15 January 2007

Getting the Scent

Today while I was working on some things here at home, the maid came in to clean my apartment. She complimented my knitting (a strip for an Aran afghan), so I asked her if she knew where to buy yarn in Quito. She did! I hope.

Apparently, one can buy yarn somewhere in the old town section, near the Santo Domingo church and up Calle Flores to the Teatro Sucre and to the east. I didn't see anything when I was there the other day, but I was very preoccupied with not being robbed. She suggested that I not take a purse at all, but just stick my ID and money in various pockets and my bra when I go down there, and to take the trolleybus.

This weekend, I will. And I'll drag Joe along. Woohoo!

Also, sorry for the lack of photos. I don't have the cable to hook up my camera. When I do, you will see pics, I promise.

13 January 2007

A Yarn Shop for those of you in Lebanon

Since I couldn't tell you about a yarn store in Quito today, I thought that I'd give you the skinny on one I found in Beirut.

Y.knot is a really great shop with a fantastic and friendly multi-lingual staff. They carry a wide variety of imported yarns such as Rowan and Anny Blatt. It is a beautiful shop, with a big rustic worktable and endless tea or coffee for sitting around knitting. I highly recommend it.

Saifi Village
Mkhalissiya street 162
Beirut, Lebanon
y.knot at cyberia dot net dot lb

Knits, knits everywhere, but not a skein to buy

Today, during my first exploratory walk through Quito, I landed in the Parque Ejido artisan's market, at the southern end of the Avenida Amazonas. While it is a pretty good little market, as is usual for such things, most of the stalls are selling the same items and most of it is only mediocre quality at best. That said, it is pleasant and manageable, and probably a good place to buy some gifts if you are a tourist.

Probably two-thirds to three-fourths of the stalls sell knitted or crocheted goods in wool, alpaca, and (to my horror) acrylic. Why someone would want to buy a cheesy acrylic poncho in the land of alpaca and wool is completely beyond my understanding. I figured that with all those knitted items around, there had to be some yarn somewhere, right?


I did see some of the women vendors crocheting. No, crochet is no the most traditional of crafts in Ecuador, but whatever. I asked one of them where she thought I could buy wool to knit with (lana para tejer). She told me Otavalo, and said she didn't know where you could buy it in Quito, if at all.

While I don't believe that there are no decent yarn stores in Quito, a city that has almost everything anyone would want to buy, I did find this news disheartening.
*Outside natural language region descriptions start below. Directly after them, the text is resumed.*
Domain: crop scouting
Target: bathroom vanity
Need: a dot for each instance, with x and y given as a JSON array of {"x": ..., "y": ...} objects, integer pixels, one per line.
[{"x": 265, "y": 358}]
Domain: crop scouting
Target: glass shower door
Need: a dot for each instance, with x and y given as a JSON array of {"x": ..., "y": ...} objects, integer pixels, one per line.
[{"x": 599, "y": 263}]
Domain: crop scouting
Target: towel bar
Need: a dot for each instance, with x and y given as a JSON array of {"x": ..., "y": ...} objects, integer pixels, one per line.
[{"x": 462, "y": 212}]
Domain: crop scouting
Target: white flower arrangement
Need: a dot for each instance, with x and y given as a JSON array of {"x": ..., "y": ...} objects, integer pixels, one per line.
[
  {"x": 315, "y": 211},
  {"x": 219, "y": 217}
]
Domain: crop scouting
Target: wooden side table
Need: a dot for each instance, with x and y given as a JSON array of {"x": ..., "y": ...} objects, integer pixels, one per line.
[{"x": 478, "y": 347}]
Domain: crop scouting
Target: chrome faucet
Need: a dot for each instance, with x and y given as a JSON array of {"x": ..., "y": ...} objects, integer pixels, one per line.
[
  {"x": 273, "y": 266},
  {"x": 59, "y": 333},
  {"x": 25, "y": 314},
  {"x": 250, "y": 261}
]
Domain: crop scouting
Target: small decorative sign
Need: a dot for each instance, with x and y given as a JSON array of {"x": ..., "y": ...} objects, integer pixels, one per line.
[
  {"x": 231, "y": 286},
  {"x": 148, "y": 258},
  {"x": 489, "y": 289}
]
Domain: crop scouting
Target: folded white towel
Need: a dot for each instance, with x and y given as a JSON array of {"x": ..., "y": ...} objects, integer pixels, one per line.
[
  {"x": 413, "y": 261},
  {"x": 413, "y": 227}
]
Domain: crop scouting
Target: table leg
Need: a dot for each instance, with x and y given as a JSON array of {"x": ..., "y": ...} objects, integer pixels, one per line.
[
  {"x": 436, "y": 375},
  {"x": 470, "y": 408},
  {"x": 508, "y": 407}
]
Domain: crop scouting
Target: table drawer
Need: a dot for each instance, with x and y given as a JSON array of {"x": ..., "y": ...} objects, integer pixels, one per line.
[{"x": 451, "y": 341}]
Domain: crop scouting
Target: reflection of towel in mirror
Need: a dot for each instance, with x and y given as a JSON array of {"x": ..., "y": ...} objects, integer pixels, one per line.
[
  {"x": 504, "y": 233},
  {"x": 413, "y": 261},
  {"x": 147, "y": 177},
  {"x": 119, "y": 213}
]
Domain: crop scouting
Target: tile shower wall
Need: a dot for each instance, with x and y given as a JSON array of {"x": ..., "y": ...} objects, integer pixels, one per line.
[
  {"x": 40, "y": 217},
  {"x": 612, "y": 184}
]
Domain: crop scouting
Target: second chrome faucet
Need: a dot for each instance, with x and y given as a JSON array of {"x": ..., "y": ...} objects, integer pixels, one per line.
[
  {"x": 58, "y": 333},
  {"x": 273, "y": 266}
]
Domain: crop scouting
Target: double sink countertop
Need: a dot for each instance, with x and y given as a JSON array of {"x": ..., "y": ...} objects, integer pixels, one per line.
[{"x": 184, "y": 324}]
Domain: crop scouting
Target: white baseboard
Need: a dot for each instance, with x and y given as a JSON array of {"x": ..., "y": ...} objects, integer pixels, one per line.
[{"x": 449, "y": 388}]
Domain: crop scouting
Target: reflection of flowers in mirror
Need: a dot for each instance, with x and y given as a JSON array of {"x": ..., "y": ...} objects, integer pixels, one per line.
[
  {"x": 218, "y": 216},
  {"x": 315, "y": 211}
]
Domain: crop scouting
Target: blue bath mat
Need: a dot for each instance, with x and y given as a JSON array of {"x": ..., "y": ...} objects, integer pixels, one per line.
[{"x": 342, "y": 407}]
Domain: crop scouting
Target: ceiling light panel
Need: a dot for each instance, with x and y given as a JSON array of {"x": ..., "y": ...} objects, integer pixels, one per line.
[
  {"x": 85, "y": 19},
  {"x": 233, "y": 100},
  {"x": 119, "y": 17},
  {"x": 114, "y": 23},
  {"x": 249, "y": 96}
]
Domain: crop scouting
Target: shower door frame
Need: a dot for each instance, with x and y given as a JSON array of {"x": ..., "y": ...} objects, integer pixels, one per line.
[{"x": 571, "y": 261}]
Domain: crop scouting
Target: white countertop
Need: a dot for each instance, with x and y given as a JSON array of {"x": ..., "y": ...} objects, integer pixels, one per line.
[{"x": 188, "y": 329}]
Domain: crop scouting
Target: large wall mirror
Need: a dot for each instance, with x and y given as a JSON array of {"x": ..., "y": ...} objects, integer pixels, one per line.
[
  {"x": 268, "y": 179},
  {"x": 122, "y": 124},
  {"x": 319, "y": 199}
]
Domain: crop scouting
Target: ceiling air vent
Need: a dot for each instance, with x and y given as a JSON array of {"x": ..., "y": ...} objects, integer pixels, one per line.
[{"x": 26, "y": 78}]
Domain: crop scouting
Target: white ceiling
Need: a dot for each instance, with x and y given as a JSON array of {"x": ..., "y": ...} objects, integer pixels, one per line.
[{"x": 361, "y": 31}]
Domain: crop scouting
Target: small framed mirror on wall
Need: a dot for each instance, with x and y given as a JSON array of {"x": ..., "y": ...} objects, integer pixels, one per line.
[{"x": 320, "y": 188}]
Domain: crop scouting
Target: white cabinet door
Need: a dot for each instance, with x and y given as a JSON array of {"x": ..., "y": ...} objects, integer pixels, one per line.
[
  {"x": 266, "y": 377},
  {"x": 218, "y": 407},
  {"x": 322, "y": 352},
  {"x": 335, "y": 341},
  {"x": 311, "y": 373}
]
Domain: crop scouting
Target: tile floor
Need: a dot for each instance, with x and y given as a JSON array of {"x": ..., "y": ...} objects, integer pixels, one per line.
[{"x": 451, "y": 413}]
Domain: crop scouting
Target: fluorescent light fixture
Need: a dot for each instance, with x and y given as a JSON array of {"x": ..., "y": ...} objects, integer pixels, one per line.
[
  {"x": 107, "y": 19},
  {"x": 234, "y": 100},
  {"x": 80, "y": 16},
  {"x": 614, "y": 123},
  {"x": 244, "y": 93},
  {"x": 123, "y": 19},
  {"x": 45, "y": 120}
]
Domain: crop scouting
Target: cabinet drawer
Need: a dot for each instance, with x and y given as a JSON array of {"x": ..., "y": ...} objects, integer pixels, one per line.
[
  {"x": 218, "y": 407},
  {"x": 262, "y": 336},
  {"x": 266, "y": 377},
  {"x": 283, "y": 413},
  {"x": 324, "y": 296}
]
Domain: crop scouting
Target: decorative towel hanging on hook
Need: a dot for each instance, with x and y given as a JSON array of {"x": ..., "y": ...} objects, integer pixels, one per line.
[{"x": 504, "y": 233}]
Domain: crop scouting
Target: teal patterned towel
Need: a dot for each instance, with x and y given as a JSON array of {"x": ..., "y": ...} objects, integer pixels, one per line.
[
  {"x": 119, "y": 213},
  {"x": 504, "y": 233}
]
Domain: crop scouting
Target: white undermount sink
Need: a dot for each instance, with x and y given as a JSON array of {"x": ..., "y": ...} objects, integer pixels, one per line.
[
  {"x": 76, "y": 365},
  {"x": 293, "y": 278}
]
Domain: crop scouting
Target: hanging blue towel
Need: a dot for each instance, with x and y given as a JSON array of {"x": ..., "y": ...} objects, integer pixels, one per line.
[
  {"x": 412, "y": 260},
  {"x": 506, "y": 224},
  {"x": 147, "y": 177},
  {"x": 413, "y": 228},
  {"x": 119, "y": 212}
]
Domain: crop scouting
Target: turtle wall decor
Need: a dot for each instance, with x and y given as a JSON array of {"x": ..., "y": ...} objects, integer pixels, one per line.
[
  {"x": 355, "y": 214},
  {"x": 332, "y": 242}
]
If she doesn't know of a place, then it would certainly not be easy to find if it existed, and probably expensive at that. Oh well. The search continues.

As I walked through the stalls, I had to resist the repeated temptation to buy an ugly alpaca sweater or poncho just to liberate the alpaca yarn and let it be something more aesthetically pleasing. I can totally see that happening someday.

11 January 2007

A Book and a Place

This is a book I want: Andean Folk Knitting: Traditions and Techniques from Peru and Bolivia. Apparently, it is out of print, but recommended by Suzanne.

The place I want to visit is Otavalo. It has a huge market, where one can find wool, alpaca, and things made from both, including yarn! I can't wait to go. I will, of course, send pics and info.

One thing that is both frustrating and encouraging is that there is almost no information for knitters about where to buy yarn in the Andes (or any country outside of the US and Europe for that matter) on the web. I hope that this blog becomes a resource for those of you who want to buy yarn when you travel. It is a start, but ideally, it should be collaborative. So, if you want to share recommendations about where to buy yarn in the Andes, South America, or anywhere else, please email the blog at lanapuraquito at gmail dot com or leave a note in the comments.

10 January 2007

The beginning

I'm starting this blog to chronicle my search for wool and yarn in South America in the course of my time working here. I'm living in Quito, working for an international humanitarian organization, and I knit. I know, I'm in wool and alpaca heaven! But, finding yarn to knit with isn't as easy as it seems it would be. So, I've decided to hunt it down and provide you with the stories, tips, contacts, and wool/alpaca-industry info I find out in the course of my travels.

I hope that you all like it. Send me questions and information that you might have. I hope that you and I both find this blog to be a good resource, and an entertaining read.